I have had my truck bullet proofed and it runs great, temp spread about 10 deg at 80 mph! If you can, add a coolant filter but with the miles you have may be a moot point, but you can put one on for comfort/peace of mind around $125. Many claim casting sand in the engine, but I didnt find hardly anything when I changed mine out.
with the hose flush I disconnected the lower rad hose also had the tstat out. I also drained with the lower hose prior to the distilled water flush.
Just some ideas for you consider. BTW the coolant by pass/filter kit will plug into the heater line you may have cut for the flush. I went to a hose shop and got a Brass T and am able to remove the to bypass line and screw in a hose tap for flushing.
Hank85713 wrote: Do not use the ford gold coolant, many have suspected that it is leading to the clogging that results in the egr/oil cooler failures. If YOU can do it, get one of the flush kits from an auto store, tap into the heater line and FLUSH! Do this for about 15 minutes and then DRAIN the tap water. You can get some restore from a cummins dealer, a little cheaper than the vc 9 but same stuff. Run with distilled water and then FLUSH with the hose tap. If you can drain the block with the block drains but I could not get mine undone, the tech I used had to buy a special tool to get them out so they are not easy. After a good long tap water flush, go ahead and flush again with distilled WATER A MINIMUM OF 2 TIMES. I would also recommend you R&R the Tstat and housing they are fairly cheap from ford. Also replace the rad coolant cap ($5) and fill with Catapillar ELC coolant same price as the ford gold and a better choice.
I have had my truck bullet proofed and it runs great, temp spread about 10 deg at 80 mph!
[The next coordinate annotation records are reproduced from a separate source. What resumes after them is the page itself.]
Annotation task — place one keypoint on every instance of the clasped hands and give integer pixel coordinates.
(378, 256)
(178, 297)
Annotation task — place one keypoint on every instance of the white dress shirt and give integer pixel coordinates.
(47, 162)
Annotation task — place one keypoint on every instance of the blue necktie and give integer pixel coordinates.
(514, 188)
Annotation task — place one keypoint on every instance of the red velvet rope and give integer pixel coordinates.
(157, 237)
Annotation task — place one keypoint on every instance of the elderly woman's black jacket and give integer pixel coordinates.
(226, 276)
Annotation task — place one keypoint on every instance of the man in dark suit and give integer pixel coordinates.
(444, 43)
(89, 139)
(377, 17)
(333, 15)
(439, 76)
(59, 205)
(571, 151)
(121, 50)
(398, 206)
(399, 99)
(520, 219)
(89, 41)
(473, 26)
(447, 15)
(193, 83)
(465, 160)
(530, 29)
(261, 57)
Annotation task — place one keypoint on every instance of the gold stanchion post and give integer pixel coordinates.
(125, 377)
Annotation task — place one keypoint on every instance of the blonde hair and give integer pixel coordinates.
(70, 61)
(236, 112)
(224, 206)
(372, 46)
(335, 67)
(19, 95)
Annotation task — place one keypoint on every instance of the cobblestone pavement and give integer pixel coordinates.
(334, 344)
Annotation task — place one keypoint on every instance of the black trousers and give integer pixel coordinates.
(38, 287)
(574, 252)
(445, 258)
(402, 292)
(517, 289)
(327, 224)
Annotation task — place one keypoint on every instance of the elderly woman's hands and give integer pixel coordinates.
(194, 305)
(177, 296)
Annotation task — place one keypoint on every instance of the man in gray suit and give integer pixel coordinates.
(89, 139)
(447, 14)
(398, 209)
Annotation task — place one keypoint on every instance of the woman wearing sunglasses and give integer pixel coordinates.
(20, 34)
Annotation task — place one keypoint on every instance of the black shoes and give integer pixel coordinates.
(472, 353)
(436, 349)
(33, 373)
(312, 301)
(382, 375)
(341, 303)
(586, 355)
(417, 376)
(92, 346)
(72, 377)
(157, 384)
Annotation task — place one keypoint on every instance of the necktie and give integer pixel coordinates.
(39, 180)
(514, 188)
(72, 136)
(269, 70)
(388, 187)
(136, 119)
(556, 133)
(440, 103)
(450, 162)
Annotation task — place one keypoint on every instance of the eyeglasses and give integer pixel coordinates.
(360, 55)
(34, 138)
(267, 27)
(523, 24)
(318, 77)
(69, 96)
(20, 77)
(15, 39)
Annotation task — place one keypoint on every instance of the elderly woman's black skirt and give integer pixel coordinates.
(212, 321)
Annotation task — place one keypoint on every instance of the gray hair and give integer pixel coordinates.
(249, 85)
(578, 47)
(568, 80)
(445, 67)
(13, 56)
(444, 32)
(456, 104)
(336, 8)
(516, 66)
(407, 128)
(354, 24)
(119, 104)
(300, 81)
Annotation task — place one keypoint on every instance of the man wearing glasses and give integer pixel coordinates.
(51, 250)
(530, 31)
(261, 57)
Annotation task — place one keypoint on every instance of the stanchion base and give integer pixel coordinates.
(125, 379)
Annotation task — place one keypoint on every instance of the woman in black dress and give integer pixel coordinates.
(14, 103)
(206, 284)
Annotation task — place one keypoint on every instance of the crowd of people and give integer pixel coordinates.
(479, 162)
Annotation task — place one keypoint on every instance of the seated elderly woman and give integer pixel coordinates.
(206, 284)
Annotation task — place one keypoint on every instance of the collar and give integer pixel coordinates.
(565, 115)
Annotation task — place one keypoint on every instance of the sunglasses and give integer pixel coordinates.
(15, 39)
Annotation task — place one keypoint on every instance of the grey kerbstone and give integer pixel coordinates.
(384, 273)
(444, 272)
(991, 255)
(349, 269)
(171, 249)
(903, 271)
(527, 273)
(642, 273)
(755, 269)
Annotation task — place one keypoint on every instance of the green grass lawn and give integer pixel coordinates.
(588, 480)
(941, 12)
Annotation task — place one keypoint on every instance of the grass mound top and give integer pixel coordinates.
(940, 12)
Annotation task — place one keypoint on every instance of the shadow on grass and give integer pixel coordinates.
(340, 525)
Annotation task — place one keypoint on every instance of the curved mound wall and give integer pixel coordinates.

If you can, add a coolant filter but with the miles you have may be a moot point, but you can put one on for comfort/peace of mind around $125. Many claim casting sand in the engine, but I didnt find hardly anything when I changed mine out.
with the hose flush I disconnected the lower rad hose also had the tstat out. I also drained with the lower hose prior to the distilled water flush.
Just some ideas for you consider. BTW the coolant by pass/filter kit will plug into the heater line you may have cut for the flush. I went to a hose shop and got a Brass T and am able to remove the to bypass line and screw in a hose tap for flushing.
Do hope its not real serious for ya.
This stuff sounds good but I don't think I am that much of a do-it-yourselfer when it comes to diesel engines. I quit doing mechanic work when I couldn't find the spark plugs on my wife's car.
I don't know how to R&R and don't have a clue about the Tstat housing.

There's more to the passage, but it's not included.